Prudence ou paranoïa envers la Chine?

Malgré la volonté affirmée du gouvernement Trudeau d’améliorer les relations commerciales entre le Canada et la Chine, Ottawa vient d’interdire l’acquisition de la plus grande firme de construction canadienne, Groupe Aecon, par une société chinoise dont le chiffre d’affaires est trente fois plus important. Serait-on devenus frileux ou seulement moins naïfs ?

Des motifs de sécurité nationale non explicités seraient à l’origine de la décision du gouvernement canadien de ne pas autoriser l’acquisition d’une importante compagnie de construction de Toronto, Aecon, par la China Communications Construction Company (CCCC), une société inscrite à la Bourse de Hong-Kong, mais dont 64 % du capital est détenu par le gouvernement communiste chinois.

Au Canada, Aecon est surtout connue dans le reste du pays pour ses nombreux projets comme la mise à niveau de la centrale nucléaire de Darlington, la construction de l’autoroute 401 et certaines installations militaires. Mais elle est aussi membre du consortium qui a été retenu pour la construction du futur Réseau express métropolitain de Montréal.

De son côté, CCCC a participé à de très nombreux projets d’infrastructures civiles et militaires en Chine et dans le monde, dont l’érection très contestée d’îles destinées à étendre artificiellement la souveraineté chinoise au-delà de ses frontières naturelles en mer de Chine.

Il a fallu plusieurs mois, la sortie publique de concurrents et d’anciens agents des services secrets, et sans doute l’intervention du gouvernement américain, avant que le gouvernement Trudeau rende sa décision. L’an dernier, le même gouvernement avait pourtant autorisé l’acquisition de deux sociétés de haute technologie, ITF Technologies et Norsat International, par des firmes chinoises malgré le fait que Norsat fournissait des équipements à l’armée américaine.

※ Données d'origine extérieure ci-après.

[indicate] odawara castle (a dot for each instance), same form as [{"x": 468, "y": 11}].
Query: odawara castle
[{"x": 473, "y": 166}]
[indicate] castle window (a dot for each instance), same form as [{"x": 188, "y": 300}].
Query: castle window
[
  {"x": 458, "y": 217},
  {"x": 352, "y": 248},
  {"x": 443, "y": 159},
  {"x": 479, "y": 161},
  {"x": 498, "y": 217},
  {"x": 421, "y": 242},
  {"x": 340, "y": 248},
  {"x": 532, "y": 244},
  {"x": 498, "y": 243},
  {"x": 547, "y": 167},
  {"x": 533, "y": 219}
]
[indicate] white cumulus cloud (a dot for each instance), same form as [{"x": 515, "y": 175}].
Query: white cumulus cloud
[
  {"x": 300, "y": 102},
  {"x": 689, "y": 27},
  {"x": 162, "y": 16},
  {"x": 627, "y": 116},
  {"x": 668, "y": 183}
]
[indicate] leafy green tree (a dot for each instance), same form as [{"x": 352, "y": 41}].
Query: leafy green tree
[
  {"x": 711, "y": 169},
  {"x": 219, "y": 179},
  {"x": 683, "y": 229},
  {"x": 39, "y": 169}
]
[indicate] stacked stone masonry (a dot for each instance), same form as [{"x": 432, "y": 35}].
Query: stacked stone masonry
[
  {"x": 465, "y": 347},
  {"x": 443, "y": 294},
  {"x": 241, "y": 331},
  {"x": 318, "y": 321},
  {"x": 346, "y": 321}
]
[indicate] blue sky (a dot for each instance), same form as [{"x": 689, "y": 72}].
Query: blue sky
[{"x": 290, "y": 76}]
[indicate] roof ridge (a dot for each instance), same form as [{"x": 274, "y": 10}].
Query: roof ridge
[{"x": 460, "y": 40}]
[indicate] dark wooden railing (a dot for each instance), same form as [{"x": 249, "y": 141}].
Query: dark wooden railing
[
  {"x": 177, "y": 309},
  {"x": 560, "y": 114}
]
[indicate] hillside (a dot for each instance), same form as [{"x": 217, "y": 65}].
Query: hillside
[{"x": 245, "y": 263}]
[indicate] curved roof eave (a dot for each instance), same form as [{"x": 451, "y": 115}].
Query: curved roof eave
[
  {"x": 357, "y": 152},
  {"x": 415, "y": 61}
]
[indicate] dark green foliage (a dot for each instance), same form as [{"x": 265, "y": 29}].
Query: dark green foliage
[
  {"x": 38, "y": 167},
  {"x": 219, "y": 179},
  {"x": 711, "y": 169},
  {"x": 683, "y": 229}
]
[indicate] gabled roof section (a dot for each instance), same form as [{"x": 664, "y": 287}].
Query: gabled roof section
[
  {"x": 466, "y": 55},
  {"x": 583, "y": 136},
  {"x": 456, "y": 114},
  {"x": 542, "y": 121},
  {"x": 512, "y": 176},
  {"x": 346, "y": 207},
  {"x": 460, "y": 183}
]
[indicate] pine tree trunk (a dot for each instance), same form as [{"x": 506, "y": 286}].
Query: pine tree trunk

Du temps des conservateurs, on avait aussi autorisé la vente d’une société d’exploitation pétrolière à des intérêts chinois, mais on avait aussitôt changé la loi pour limiter ce genre de transactions.

Le problème est complexe et relativement nouveau. Du temps de la guerre froide, l’espionnage empruntait des voies plus classiques, et l’URSS ne représentait pas une menace industrielle et financière pour l’Occident. Avec la Chine, les choses ont changé.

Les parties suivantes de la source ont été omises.